De acordo com a nota, o Brasil é o sétimo no ranking de gastos com o funcionalismo, ficando atrás, apenas, da Arábia Saudita, Dinamarca, Jordânia, África do Sul, Noruega e Islândia. O país também tem mais despesas com o funcionalismo do que os integrantes da Organização para a Cooperação e Desenvolvimento Econômico (OCDE), cuja média de gastos representou 9,9% do PIB.

Carlos Ari Sundfeld, presidente da Sociedade Brasileira de Direito Público, destaca que boa parte dos gastos elevados com o funcionalismo se deve aos privilégios elevados de carreiras de elite, como “juízes e promotores”. Ele destaca a necessidade de uma reforma administrativa que traga mais igualdade entre os diversos setores do serviço público e dê fôlego aos cofres públicos.

“O número de pessoas não é excessivo no Brasil, mas os gastos são. Os recursos de poder público não são infinitos, eles vêm da sociedade e nós temos que mantê-los num nível que podemos pagar.  Temos que controlar o crescimento explosivo das despesas com servidores públicos, sobretudo, nas carreiras de elite”, afirma.

Arte: Brasil 61

Desequilíbrio

De acordo com a nota, a principal explicação para o maior comprometimento do orçamento brasileiro com o funcionalismo é a disparidade salarial dos servidores na comparação com o que recebem os trabalhadores da iniciativa privada. A remuneração dos funcionários públicos federais é 67% maior, o índice mais alto de um estudo do Banco Mundial, que incluiu 53 países. Em média, a vantagem salarial do funcionalismo entre os países pesquisador é de 16%.

Segundo o deputado federal Tiago Mitraud, do partido Novo de Minas Gerais, além das distorções em relação aos salários na iniciativa privada, outro motivo para os altos gastos com o funcionalismo, na comparação com os outros países, são as despesas com os servidores que já se retiraram.

“Você vai ter duas questões.

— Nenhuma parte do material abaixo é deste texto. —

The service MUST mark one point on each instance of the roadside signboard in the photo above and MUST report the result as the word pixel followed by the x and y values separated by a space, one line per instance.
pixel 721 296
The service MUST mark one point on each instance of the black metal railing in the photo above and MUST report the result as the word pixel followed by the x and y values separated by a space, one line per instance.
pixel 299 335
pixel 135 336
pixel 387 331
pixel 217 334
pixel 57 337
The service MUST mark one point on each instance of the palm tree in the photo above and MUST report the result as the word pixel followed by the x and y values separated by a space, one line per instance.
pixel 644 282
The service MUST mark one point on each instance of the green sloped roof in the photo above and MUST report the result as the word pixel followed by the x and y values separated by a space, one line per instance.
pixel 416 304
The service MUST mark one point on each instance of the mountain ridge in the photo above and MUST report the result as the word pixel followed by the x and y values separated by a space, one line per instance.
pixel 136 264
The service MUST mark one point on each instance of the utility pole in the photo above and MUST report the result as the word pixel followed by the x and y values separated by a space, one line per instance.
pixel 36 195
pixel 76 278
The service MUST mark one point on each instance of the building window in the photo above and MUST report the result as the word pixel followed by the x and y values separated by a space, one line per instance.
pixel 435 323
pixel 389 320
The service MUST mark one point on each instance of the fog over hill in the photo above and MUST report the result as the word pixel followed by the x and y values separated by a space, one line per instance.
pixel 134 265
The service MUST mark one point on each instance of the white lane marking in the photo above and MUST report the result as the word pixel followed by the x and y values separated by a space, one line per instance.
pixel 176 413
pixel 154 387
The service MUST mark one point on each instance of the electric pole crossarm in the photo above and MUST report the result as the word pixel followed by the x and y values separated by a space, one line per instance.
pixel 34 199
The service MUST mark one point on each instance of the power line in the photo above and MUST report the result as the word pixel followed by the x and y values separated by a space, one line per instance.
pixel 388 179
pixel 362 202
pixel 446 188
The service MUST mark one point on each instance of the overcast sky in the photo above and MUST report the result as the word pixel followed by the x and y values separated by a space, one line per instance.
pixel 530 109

Uma delas é dos inativos. A gente até hoje não tem uma Previdência adequada no Brasil. Fizemos uma reforma ano passado, mas que ainda não é suficiente para que ela se sustente. E, depois, você vai ter um inchaço e distorções muito grandes relacionadas à folha de pagamento do funcionalismo”, alega.

O gasto total com servidores federais somou R$ 319,5 milhões em 2019, dos quais 56,5% com trabalhadores ativos e 43,5% com inativos.

Situação mineira

Segundo o Tesouro Nacional, nove estados do país superaram o limite de 60% de gastos com folha de pessoal no último ano, contrariando a Lei de Responsabilidade Fiscal (LRF). Minas Gerais é um deles. Em 2019, 69% da receita que o estado obteve foi gasta para pagamento de ativos e inativos. Ao todo, R$ 44,2 bilhões foram despendidos em salários.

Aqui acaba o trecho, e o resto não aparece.